As for Veronica: if what all of us overheard was any guide, then she was eminently up to the challenge of Roger. Indeed, after one afternoon of her and Roger's voices echoing up and down the English department's corridors, I recalled my first conversation with her and my thought that she had been living out her ideal of what English students and professors discussed: with Roger, she had found that ideal made real.
Given the intensity of their relationship, it shouldn't have come as that much of a surprise when the heat of their intellectual engagement sparked other fires. If every profession is accompanied in the popular imagination by two or three stereotypical images, then that of the (male) professor's affair with the younger (female) student must be among ours; the advent of feminism and sexual harassment legislation has blunted the stereotype only slightly. That said, Joanne's suddenly leaving Roger the following spring caught everyone off-guard. Ann called me from the office to share the news. Supposedly, the cause of Joanne's departure was her having discovered Roger and Veronica in flagrante delicto, but that I could not credit.
When Roger left Belvedere House to move in with Veronica less than a week later, however, the rumors were confirmed. While I've heard of quick, even friendly divorces, I've never actually seen any, and Roger and Joanne's split was among the most bitter. The scholar of the great melodramatist had enrolled himself in a modern variety of the form, the soap opera, and not an especially original one at that.
Throughout the two years it took them and their lawyers to work through their divorce, Belvedere House stood first empty and then rented. It was perhaps the only point on which Roger and Joanne were able to agree: their reluctance to part with the house. Eventually, they rented it to a young heart surgeon and her family.

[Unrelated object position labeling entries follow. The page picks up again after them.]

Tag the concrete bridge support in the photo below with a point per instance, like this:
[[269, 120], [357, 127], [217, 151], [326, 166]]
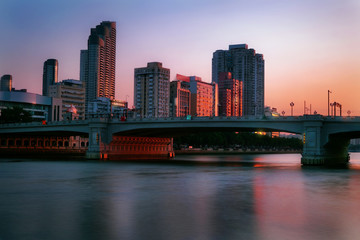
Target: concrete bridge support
[[321, 148], [98, 136]]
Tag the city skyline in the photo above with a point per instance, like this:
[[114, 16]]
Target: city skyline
[[308, 47]]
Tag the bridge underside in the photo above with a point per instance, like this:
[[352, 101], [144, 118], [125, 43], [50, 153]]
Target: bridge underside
[[176, 132]]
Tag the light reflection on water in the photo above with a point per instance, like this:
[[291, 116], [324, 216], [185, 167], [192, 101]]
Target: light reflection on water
[[195, 197]]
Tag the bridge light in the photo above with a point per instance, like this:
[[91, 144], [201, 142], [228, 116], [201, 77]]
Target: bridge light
[[304, 138]]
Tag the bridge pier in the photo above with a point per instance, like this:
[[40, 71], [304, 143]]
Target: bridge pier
[[320, 148], [97, 137]]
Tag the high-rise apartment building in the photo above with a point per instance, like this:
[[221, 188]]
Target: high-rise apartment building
[[50, 75], [180, 96], [202, 97], [152, 90], [230, 95], [97, 63], [6, 83], [246, 66], [72, 94]]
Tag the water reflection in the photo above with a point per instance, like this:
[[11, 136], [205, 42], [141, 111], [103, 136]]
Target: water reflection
[[246, 197]]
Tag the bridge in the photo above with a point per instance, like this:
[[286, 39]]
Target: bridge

Veronica continued taking classes, working toward her Master's. I was more than a little surprised at this. Given the storm of gossip that continued to swirl around her, I would have expected her to withdraw from the program and seek another, preferably in Manhattan or Albany. But she decided to brazen it out, completing her coursework during the first year of Roger and Joanne's divorce, then writing a thesis during the second year. What was more, she attended the department's social events with Roger, walking into whatever house it was at his side with a nonchalance that suggested she'd been doing this for years. Many of the senior faculty were as scandalized as Roger and Joanne's old friends had been; though in several instances, it was a case of the kettle calling the pot black. Unlike those friends, however, they had no choice but to continue to see and deal with Roger, so, in the end, an effort was made, if not exactly to welcome Veronica, then at least to acknowledge her. By the time Roger was officially divorced, Veronica had earned her degree and had been hired to adjunct back across the Hudson at Penrose.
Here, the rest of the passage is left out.